Самый глубокий корень любовной зависимости

Глубокий, тонкий и болючий корень любовной зависимости — это история детской веры в «еще немного подожду и мама придет».

Мама появится — это не только про физически вернется, раздастся звук шагов, поворот ключей в замке, стук открывающейся двери, это может быть и зомби-мама, мама, чье тело тут, а внимания нет — об такую маму можно обжечься и замерзнуть еще больнее, чем об ее честное отсутствие.

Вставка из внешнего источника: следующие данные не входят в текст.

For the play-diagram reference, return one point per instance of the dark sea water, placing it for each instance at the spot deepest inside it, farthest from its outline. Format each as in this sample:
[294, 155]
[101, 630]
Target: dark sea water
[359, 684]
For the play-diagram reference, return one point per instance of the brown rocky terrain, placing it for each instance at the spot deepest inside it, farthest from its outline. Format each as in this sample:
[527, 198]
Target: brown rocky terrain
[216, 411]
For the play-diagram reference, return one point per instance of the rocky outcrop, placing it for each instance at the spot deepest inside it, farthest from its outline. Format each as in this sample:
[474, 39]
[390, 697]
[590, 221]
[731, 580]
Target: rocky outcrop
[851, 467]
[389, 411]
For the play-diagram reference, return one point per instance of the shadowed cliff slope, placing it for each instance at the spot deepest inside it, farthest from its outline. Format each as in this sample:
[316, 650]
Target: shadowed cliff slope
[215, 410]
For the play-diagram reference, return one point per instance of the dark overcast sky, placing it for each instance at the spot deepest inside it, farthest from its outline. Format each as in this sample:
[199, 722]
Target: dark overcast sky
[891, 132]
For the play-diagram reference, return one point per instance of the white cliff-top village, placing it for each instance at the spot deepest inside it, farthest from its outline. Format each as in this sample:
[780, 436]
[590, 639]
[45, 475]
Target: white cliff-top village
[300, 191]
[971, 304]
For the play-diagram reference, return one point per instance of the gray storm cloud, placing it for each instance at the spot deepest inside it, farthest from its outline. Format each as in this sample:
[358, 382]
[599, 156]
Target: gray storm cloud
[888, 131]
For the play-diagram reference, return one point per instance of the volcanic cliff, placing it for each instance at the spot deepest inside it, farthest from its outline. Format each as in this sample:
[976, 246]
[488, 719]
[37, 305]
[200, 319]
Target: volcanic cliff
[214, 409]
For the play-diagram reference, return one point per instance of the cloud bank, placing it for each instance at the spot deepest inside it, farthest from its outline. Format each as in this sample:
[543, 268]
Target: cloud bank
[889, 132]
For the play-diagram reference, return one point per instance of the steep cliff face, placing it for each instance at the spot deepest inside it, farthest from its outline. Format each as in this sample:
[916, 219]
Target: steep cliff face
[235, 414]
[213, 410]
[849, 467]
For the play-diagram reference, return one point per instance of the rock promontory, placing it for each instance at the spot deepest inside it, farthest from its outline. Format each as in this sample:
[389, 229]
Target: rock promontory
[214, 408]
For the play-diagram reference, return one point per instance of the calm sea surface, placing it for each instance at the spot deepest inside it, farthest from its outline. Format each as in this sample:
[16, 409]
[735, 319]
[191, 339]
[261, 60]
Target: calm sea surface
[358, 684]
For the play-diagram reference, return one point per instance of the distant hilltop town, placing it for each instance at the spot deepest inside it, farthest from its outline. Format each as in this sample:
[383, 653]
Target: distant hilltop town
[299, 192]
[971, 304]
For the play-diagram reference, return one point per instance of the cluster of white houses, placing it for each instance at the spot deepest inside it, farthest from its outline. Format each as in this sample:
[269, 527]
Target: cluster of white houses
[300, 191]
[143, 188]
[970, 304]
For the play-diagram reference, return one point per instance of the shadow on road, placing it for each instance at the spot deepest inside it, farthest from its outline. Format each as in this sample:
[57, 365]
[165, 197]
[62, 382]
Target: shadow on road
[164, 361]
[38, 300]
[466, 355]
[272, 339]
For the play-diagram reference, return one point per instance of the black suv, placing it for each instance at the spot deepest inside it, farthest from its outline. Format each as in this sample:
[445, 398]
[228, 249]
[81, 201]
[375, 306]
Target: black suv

Детский эмоциональный голод — всегда по вниманию и любви, причем во всех ее трех формах:

— эмоциональное тепло и обнимашки (искренние, наши внутренние обезьянки «не берут» объятья зомби-робота),

— эмпатия ( это когда тебя слышат, видят, признают, любят — слово валидировать не знает ни один ребенок, но это оно, потребность в нем),

— помощь ресурсами (от покормить, дать тепла и чистый памперс маленькому, до найти репетитора по физике, или записать в достойную парикмахерскую попозже).

У ребенка нет выбора, кроме голодать по любви и ЖДАТЬ.

Чтобы ждать было легче — мы начинаем мечтать. Человек уходит в мир фантазий, чтобы выключить себя из ранящей и невыносимой для него реальности.

Медведи впадают в спячку, чтобы пережить зиму.
Люди спят с открытыми глазами — грезят, чтобы пережить Зиму.

Зима — это когда нет мамы, т.е. нет любви.

И вот проходят годы и годы. Ребенок вырос. Стал взрослым.

Внутри же остаются два детских режима:

— Уязвимый Ребенок, который в отчаянии и бессилии молча кричит о любви,
— Ребенок Волшебный Фантазер, который закрывает свою боль анестезией, улетая в прекрасный мир грез.

И все это прочным канатом закрепляется в правило:
подожди, и мама придет.

И взрослый человек, мужчина, женщина, ждет ГОДАМИ того, кто давно ушел.
Иногда того, кто так не разу и не вышел на контакт. Кого и вовсе не было.
Иногда ждут тех, кто давно умер.
Чаще — тех, кто живут другой, своей далекой и чужой жизнью. И это нормально, так бывает в мире взрослых, но не в детском мире, где источник любви не может быть заменен на «да ладно, пацан, забей, ты еще лучше себе мамку найдешь».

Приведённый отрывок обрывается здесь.